A história da humanidade é marcada pela preponderância de um tipo de conhecimento, específico à cada momento. Passamos do conhecimento religioso (sobrenatural), dominante na sociedade primitiva, ao conhecimento filosófico, e, algum tempo depois, ao conhecimento científico, conhecimento baseado na observação, na busca de comprovação (evidências) e na formulação de leis e teorias. O advento do conhecimento científico provocou grandes conflitos na sociedade da idade média. As descobertas científicas eram consideradas heresias e podiam levar os seus autores até à fogueira.
A despeito de tudo isso, o mundo moderno teve o seu desenvolvimento graças ao avanço da ciência em todas as áreas, inclusive na área médica. O tratamento da saúde da população, passou dos rituais xamânicos (religiosos ), para a adoção de medicamentos e técnicas diagnósticas , cada vez mais aprimorados, no sentido da descoberta de caminhos para uma intervençao segura e para a cura das enfermidades. As ciências médicas deram passos significativos nos momentos em que epidemias e doenças desconhecidas apareceram causando transtornos e mortes em grande escala. A descoberta da penicilina e o surgimento das vacinas, como antídotos eficientes , para o combate e a prevenção das "novas doenças", foram avanços signicativos nesse novo contexto. Os cientistas, passaram, assim, a ser reconhecidos e valorizados pela sociedade.
O inicio dos anos 20 do seculo 21, surpreendeu a sociedade global com o aparecimento de uma nova enfermidade, causada por um vírus, até então desconhecido, em suas novas variantes, que instalou uma pandemia no mundo como um todo. O coronavirus passou a ser o inimigo numero um das diferentes sociedades, porque para combatê-lo não havia remédios, protocolos médicos ou conhecimento suficiente para enfrentá-lo.

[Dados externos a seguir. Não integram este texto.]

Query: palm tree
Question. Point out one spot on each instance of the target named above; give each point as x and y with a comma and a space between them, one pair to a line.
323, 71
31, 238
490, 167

Essa triste realidade levou a uma rotina médica de tentativas, acertos e erros, num primeiro momento, e o resultado foi a adoção de algumas medidas cuja utilização, foi considerada exitosa em alguns pacientes, passando a ser vista como solução para o problema. Medicamentos utilizados no tratamento de algumas patologias, como malária, foram utilizados e, imediatamente divulgados, como uma possível solução para o tratamento da COVID, embora estudos, no mundo inteiro, tenham negado a sua eficácia para o tratamento da doença.
Centros de pesquisa médica, em todo o mundo, passaram a trabalhar na busca da descoberta de remédios eficazes no tratamento da nova doença, assim como de vacinas, que pudessem paralisar o avanço da mesma com a imunização da população. O mundo da ciência vem trabalhando incansavelmente, desde o início da pandemia, tentando encontrar antídotos eficazes contra esse mal e, diferentes vacinas começaram a ser produzidas. Tudo ainda está em fase de estudos e testes, embora algumas vacinas já possam ser testadas em grande escala para minorar o crescimento avassalador da COVID. A esperança da humanidade está no avanço da pesquisa científica, como esteve no passado, quando novas doenças apareceram, dizimando populações.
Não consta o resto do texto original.